Hiçbir kimsenin “Ateşe niçin yakıyorsun, zehire niçin öldürüyorsun?” diye kızmaya hakkı yoktur.
O Yahudiler ki kendilerini esaretten kurtaran Musa’a (A.S.) hainlik yapıp altından buzağı yapıp tapındılar. (A’raf 147) Kendilerine gönderilen peygamberleri öldürdüler. (Bakara 61)
Ama hep peygamberlerin talimatı ve ona inanan mü’minler galip gelmişlerdir.
Yahudiler, dünyanın en eski milletlerinden olmalarına rağmen dünyada en az nüfusa sahip insanlardır.
Mağlubiyet, zillet ve korku içinde yaşamışlardır, yaşamaya da devam edecekler.
Bugün Amerika’nın geliştirdiği teknolojinin getirdiği her türlü konfora sahip.
Ama İsrail’de yediden yetmişe kadın-erkek herkes alarm halinde.
Hayalindeki Selahaddin-i Eyyubi’nin yiğit evlatlarının korkusuyla herkes 365 gece nöbet bekliyor.

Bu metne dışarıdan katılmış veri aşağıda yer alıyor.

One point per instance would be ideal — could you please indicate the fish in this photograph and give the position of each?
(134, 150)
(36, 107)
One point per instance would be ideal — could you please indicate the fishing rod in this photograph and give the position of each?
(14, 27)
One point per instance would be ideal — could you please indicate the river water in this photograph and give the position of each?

Zulmettiği insanların ahları, gündüz hayallerinde, gece düşlerinde aleve dönüşüyor ve devlet başkanından erine kadar eli tetikte bekliyor.
Senelerdir korkuyu, yılan derisinden, akrep iğnesiyle dikilmiş bir yorgan gibi üstüne çeken Yahudiler, Londra, New York, Paris, İstanbul gibi şehirlerdeki Yahudilerle kavga etmeye başladılar.
“Bu ağlama duvarının önünde bizim anamız ağladığı gibi rahimlerdeki çocuklara da korku sirayet etti. Gelin biraz da sizin çocuklarınız ağlasın” diyor.
Onun için Amerika, Avrupa, Rusya, Ukrayna ve dünyadaki bütün Yahudilerin İsrail’e göç etmesi için bazen oralarda harpler çıkarırken bazılarında ülkelerin Yahudilere baskısını artırmaya çalışıyorlar.
Bu çalışmalarında hem kendileri hem göç yapmasını istedikleri Yahudileri huzursuz ediyorlar ve böylece huzursuzluğu rahatlama haline getiriyorlar.